Dimitris Vardoulakis - Phronesis and Materialism: Practical Judgment and Agonism

When: Wednesday, 5. June 2019, 19:00. Where: Konferenzraum IPW, NIG 2nd floor, Universitätsstr. 7, 1010 Vienna. Lecture by Dimitris Vardoulakis (Western Sydney University)

Invitation to the IPW Lecture "Phronesis and Materialism: Practical Judgment and Agonism"

Lecturer: Dimitris Vardoulakis (Western Sydney University)
Moderation: Oliver Marchart (IPW | University of Vienna)

When: Wednesday, 5. June 2019, 19:00
Where: Konferenzraum IPW, NIG 2nd floor, Universitätsstr. 7, 1010 Vienna

Abstract

It is a commonplace to turn to Book 6 of Aristotle’s Nicomachean Ethics to find out what the ancient Greeks thought about practical judgment or phronesis. There is good reason for this: Aristotle’s is the lengthiest account of phronesis. We regularly fail to note, however, the importance of phronesis in epicureanism. I first explore how Epicurus’s conception of phronesis differs from Aristotle’s. I also indicate how Epicurus’s conception influences political discourse in early modernity in materialists such as Machiavelli and Spinoza. Then I explain how practical judgment is indispensable for an agonistic politics. Finally, I delineate how the exclusion of Epicurus’s conception of phronesis in early twentieth century, for instance by Heidegger, results in the invention of a politics beyond instrumentality and calculation as a way of repressing the materialism of practical judgment.

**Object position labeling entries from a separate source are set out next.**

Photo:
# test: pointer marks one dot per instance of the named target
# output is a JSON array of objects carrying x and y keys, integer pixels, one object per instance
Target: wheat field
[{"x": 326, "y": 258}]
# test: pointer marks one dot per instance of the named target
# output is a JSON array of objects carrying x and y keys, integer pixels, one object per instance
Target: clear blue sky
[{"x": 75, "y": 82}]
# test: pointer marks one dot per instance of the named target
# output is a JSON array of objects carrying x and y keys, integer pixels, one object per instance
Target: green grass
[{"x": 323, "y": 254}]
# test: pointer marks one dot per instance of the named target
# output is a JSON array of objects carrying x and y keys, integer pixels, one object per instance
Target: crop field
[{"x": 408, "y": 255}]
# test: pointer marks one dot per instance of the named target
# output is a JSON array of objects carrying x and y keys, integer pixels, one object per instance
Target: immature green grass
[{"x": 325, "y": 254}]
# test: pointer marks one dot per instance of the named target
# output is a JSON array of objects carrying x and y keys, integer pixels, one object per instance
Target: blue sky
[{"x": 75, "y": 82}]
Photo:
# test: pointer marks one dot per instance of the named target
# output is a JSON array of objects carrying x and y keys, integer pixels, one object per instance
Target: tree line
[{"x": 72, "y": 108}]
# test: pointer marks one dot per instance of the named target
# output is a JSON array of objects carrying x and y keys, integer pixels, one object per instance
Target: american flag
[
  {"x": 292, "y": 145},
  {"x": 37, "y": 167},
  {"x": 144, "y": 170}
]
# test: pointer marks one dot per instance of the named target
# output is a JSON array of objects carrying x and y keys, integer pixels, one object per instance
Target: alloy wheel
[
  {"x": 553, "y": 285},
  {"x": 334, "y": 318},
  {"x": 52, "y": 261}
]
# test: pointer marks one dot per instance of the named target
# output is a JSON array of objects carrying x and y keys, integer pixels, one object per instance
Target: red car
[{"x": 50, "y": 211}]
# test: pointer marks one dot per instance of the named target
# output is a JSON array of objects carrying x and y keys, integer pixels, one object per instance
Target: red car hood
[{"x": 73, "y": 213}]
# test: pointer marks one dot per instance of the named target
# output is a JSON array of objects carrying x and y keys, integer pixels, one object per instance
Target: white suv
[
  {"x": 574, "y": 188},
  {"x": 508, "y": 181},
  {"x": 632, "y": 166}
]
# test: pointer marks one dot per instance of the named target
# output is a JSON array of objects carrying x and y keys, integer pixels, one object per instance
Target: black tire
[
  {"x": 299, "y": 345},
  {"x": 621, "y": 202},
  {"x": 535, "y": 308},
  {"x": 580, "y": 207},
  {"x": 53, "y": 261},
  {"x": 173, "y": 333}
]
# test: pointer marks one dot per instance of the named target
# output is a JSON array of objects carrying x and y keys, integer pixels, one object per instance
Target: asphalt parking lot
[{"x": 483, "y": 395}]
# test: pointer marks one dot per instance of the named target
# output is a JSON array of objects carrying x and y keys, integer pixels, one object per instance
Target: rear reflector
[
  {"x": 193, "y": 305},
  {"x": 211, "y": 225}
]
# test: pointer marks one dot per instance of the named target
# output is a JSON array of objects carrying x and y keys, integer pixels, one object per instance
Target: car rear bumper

Dimitris Vardoulakis is the deputy chair of Philosophy at Western Sydney University. He is the author of The Doppelgänger: Literature’s Philosophy (2010), Sovereignty and its Other: Toward the Dejustification of Violence (2013), Freedom from the Free Will: On Kafka’s Laughter (2016), Stasis Before the State: Nine Theses on Agonistic Democracy (2018), and Authority and Utility: On Spinoza’s Epicureanism (forthcoming in 2020). He is the director of “Thinking Out Loud: The Sydney Lectures in Philosophy and Society,” and the co-editor of the book series “Incitements” (Edinburgh University Press).

An event of the IPW Lectures event series, an international lecture series by the Department of Political Science, University of Vienna.